If the U.S spent the last year waving goodbye to Iraq in the rear-view, there certainly wasn’t much of a reckoning for the rotten and ultimately counterproductive abuse private security guards visited upon innocent Iraqis throughout the course of the seven- year war there. Nothing symbolizes this more than the New Year’s dismissal of murder charges against five Blackwater Worldwide guards who were accused of blasting away at 17 innocent men, women and children in the heart of Nisoor Square in September 2007. The judge has tossed out this explosive case not on the merits of the charges, but because Department of Justice prosecutors tried to hinge their case on testimony the guards gave immediately after the incident, when the guards believed they were under immunity.
So the American government bungled the case. This will no doubt cause a firestorm on the Baghdad streets, but at this point, since they are in the rear-view, their cries will be no more than a vague whisper here in the States. I mean, the Afghans are getting restive after a series of NATO airstrikes allegedly killed upwards of 20 innocent Afghans this week, but no one is talking about it here, and we’re supposedly paying attention to that war.
As for Blackwater, it gets quite a New Year’s “clean slate” — the chances are slim, reportedly, that U.S prosecutors will launch a successful appeal in the Nisoor case. Everyone seems to acknowledge Blackwater’s global war operations (now under the moniker “Xe” and new management) have been crooked as a dog’s hind leg, but Blackwater/Xe, thanks to brilliant connections in Washington, including former CIA, military and current purse string holders on the Hill, always seems to land on it’s feet. It’s not like Nisoor was hobbling Xe’s action anyway: aside from staying in Baghdad despite an Iraqi government ban, and its secret U.S-funded endeavors in Pakistan, Xe is poised for more lucrative and (less covert) contracts training Afghan security personnel. If Afghan cops are already considered more despicable than the Taliban in large swaths of the country …well, one gets the point.
So Happy New Year to Blackwater/Xe and all of the war profiteers who enjoy lush war-generated employment opportunities while the rest of us look towards 2010 with a mixed measure of trepidation and hope, and the people of Iraq wave us goodbye with no doubt an even more acute sense of trepidation, and a little less hope.

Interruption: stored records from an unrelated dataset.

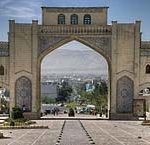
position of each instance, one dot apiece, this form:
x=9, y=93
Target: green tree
x=64, y=91
x=97, y=97
x=48, y=100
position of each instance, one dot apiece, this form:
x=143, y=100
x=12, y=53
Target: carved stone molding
x=103, y=43
x=125, y=93
x=47, y=41
x=23, y=92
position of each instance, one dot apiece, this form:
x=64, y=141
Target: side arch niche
x=23, y=93
x=125, y=93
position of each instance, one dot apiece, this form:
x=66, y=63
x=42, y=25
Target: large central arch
x=93, y=46
x=118, y=43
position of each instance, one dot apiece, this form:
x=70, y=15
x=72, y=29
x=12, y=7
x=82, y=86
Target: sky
x=120, y=10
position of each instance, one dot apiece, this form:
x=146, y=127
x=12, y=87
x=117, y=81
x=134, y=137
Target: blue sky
x=120, y=10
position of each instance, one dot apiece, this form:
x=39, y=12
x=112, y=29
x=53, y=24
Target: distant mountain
x=74, y=61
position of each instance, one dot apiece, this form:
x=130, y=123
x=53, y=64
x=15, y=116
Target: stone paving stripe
x=20, y=137
x=106, y=132
x=39, y=137
x=134, y=136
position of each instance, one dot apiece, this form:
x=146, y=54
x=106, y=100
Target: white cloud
x=20, y=8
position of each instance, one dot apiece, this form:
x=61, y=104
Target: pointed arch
x=125, y=93
x=23, y=93
x=74, y=19
x=1, y=70
x=61, y=19
x=147, y=69
x=87, y=19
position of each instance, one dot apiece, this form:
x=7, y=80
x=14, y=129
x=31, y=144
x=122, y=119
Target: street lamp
x=146, y=96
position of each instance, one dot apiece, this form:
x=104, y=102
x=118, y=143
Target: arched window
x=1, y=70
x=74, y=19
x=147, y=69
x=61, y=19
x=87, y=19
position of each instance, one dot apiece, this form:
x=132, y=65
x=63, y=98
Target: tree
x=48, y=100
x=98, y=96
x=64, y=91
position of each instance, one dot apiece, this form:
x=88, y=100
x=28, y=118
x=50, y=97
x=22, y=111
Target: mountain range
x=74, y=61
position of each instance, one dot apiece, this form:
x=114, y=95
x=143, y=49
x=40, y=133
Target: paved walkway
x=84, y=132
x=73, y=134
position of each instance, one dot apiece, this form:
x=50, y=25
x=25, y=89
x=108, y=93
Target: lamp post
x=146, y=95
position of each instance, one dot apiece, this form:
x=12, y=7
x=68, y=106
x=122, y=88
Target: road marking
x=39, y=137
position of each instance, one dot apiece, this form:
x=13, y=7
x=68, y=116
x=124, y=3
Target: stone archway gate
x=118, y=43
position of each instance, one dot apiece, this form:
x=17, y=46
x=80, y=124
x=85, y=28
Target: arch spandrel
x=100, y=44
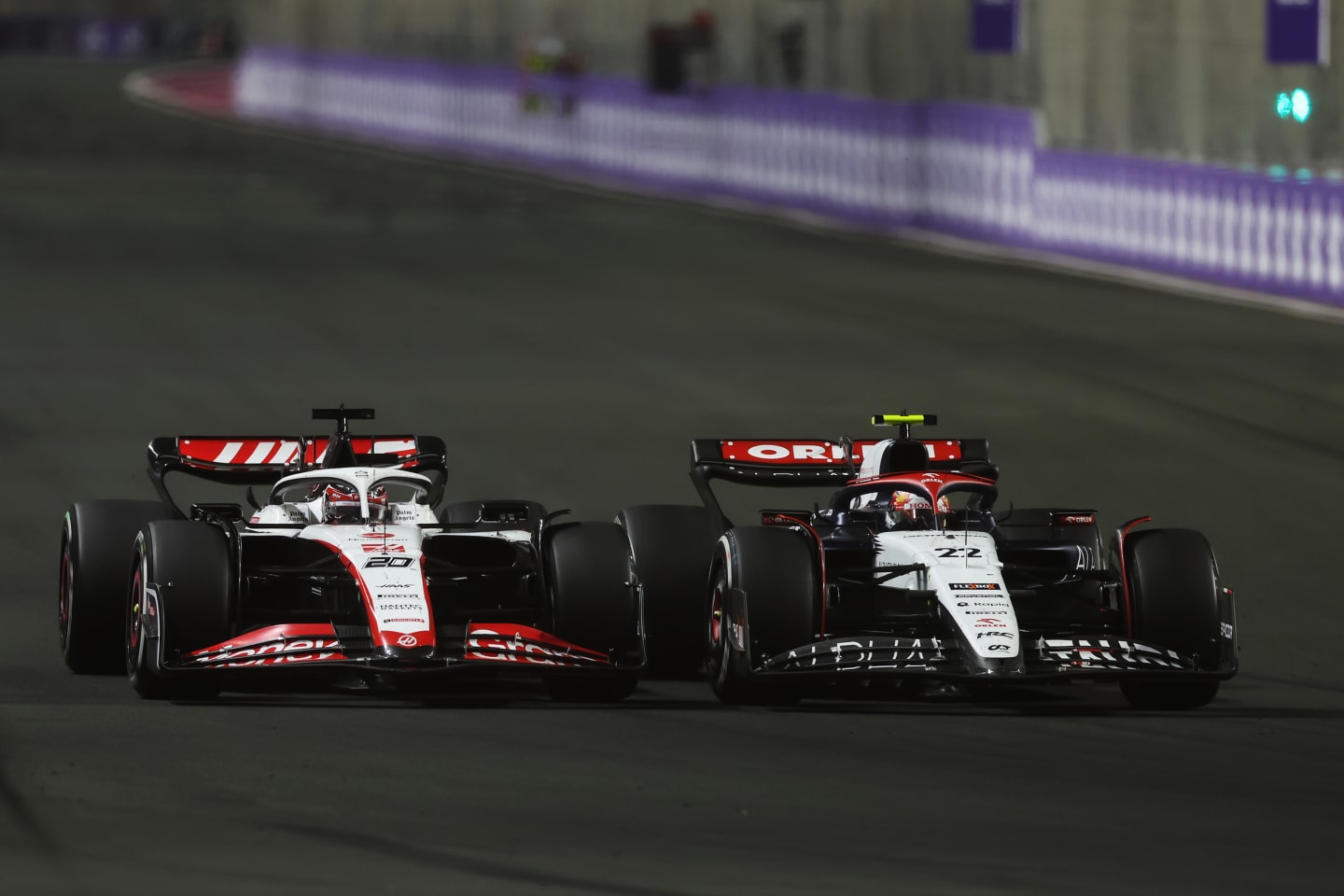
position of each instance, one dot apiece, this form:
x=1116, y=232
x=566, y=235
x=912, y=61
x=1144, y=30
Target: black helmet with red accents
x=342, y=504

I am very pleased to see that The American Conservative is speaking out against Blackwater. I am astonished that we as a country, a democracy, would and can tolerate a private for profit army on our lands and actually use it as part of our military response around the world.
Is not anyone seriously concerned, seriously afraid of such an entity?
A pragmatic, Capitalist, Liberal who longs for the return of real Republicans, true Conservatives.
Stewart, you are an idiot. You said, “I am astonished that we as a country, a democracy, would and can tolerate a private for profit army on our lands and actually use it as part of our military response around the world”.
So, what did the French navy do for the United States in our war against Britain? Ben Franklin went to France to HIRE their navy to join our fight and help us out since we only had about 20-30 ships to fight theirs. Look it up. Without hired help, we wouldn’t be free.
Blackwater is not an army, and any fool who would condemn people who exchange a use of skills of war for cash because they seek profit for effort is a fool and a mental weakling whose bloodline likely doesn’t deserve continuance, obviously with propagation only at the mercy of God….
One troll begets another.
Stewart, I agree completely, from another liberal who enjoys TAC, please comment again.
Pete, no need for names, but thank you for the history lesson, even though it is irrelevant to the Blackwater case. We have an army, navy, air force, special ops, cia, dia, et al. Not only that, but take a guess what contractors offering higher salaries and less oversight has done to our retention in special forces, for instance.
Chris, way out of line, keep it to yourself.
Blackwater is a symptom, not a disease. I don’t understand all the hand wringing over our use of contractors per se. Their use in misbegotten wars like Iraq and Afghanistan is an indication of the degradation of our war fighting capacity. We use them because they are cheaper than regular troops. Moral qualms over the difference between career shooters and hired shooters are better addressed on some Quaker web site.